Belajar Menikmati Perjalanan

Bagi jutaan warga Jabodetabek, kegiatan commuting atau rutinitas harian menempuh perjalanan dari rumah ke tempat kerja adalah hal yang tak terhindarkan. Setiap pagi, gerbong KRL dipenuhi wajah-wajah yang bersiap menghadapi hari. Namun, di balik hiruk pikuk itu, tidak jarang commuting justru menimbulkan stres—mulai dari waktu tempuh yang panjang, kepadatan penumpang, hingga energi yang terkuras sebelum sampai kantor.

Saya pun pernah merasakan semua itu. Selama lebih dari satu dekade, dari 2004 hingga akhir 2015, saya menjadi pelaju setia rute Bintaro-Jakarta Pusat dengan KAI Commuter Line. Sebuah periode yang penuh kenangan sekaligus pelajaran tentang bagaimana bertahan di tengah ritme commuting Jabodetabek.
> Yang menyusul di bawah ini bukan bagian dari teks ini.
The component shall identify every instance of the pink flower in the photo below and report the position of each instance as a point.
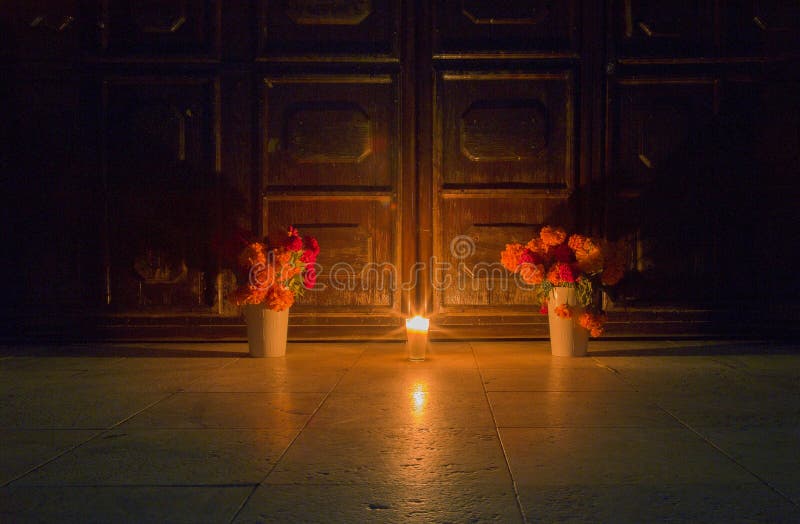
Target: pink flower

Dari Mobil Pribadi ke Kereta Rel Listrik

Awal karier saya di Jakarta tidak banyak bersentuhan dengan transportasi umum. Selepas kuliah S1 di Bandung tahun 1989, saya memulai perjalanan kerja di ibukota dengan tinggal dekat kantor. Saat itu, mobil pribadi menjadi pilihan utama. Baru setelah bertugas ke daerah pada awal 2000-an, lalu kembali ke Jakarta pada 2004, hidup saya berubah.

Kali ini, rumah saya berada di Bintaro, sementara kantor tetap di pusat kota Jakarta. Menyadari betapa padatnya lalu lintas dan betapa melelahkannya berkendara setiap hari, saya pun mulai melirik Kereta Rel Listrik (KRL) sebagai moda transportasi harian. Meskipun pada masa itu fasilitas masih sederhana, tidak semua gerbong ber-AC, pintu kereta masih terbuka dengan suara bising, dan beberapa lintasan masih tunggal, saya tetap menjalaninya.

Tidak jarang, bila KRL penuh, saya menumpang Kereta Api jurusan Rangkas Bitung–Jakarta Kota yang juga berhenti di Bintaro.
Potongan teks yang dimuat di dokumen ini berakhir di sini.